FM Watch says in the study that Fannie Mae and Freddie Mac "manipulate" the loan data "by 'adjusting' it to exclude loans they choose not to buy. Such manipulation leads to results that support the [companies'] assertions that they lead, not lag, the market supporting affordable housing lending."

A HUD spokesman said the agency had no comment about the report.

Congress in 1992 directed Fannie Mae and Freddie Mac to "lead the market" in funding loans to underserved home buyers in exchange for the estimated $10.6 billion a year in tax breaks, lower borrowing costs and other benefits the two companies receive because of their ties to the federal government. Last year, HUD, which regulates Fannie Mae and Freddie Mac, concluded that the two companies had lagged in funding loans to underserved consumers and issued a rule requiring them to do more.

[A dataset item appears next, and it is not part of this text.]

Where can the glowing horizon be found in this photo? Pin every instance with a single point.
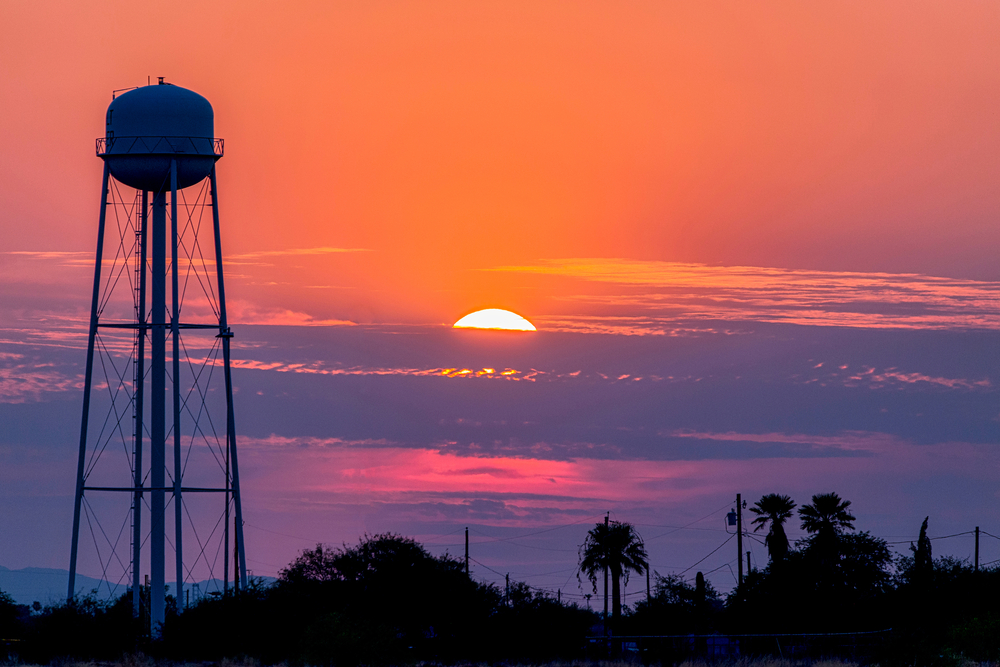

District-based Fannie Mae and McLean-based Freddie Mac are congressionally chartered, stockholder-owned companies that buy home loans from banks and other mortgage lenders, a process that provides lenders with more cash to make loans.

The study released yesterday examined the pool of home loans that were not above the amount that Fannie and Freddie are allowed to buy, and also were not government loans. The size of loans the companies are permitted to buy is set by law. This year the loans had to be below $275,000. Next year the maximum will increase to $300,700.

According to the study, banks and other mortgage originators lent 4.3 percent to 4.9 percent of their mortgage money to black consumers from 1996 to 2000, compared with 2.7 percent to 3.6 percent for Fannie Mae and Freddie Mac, the study says the data from HUD shows.

Mortgage originators lent 5 percent to 7 percent of their mortgage money to Hispanics during that time period, compared with 4.4 percent to 6.2 percent for the two companies, the study says.

And the study says that 14.1 percent to 18.9 percent of the money that mortgage originators lent went to families with incomes below the national median, while 9.9 percent to 15.5 percent of the money Fannie Mae and Freddie Mac used to fund mortgages went to this group.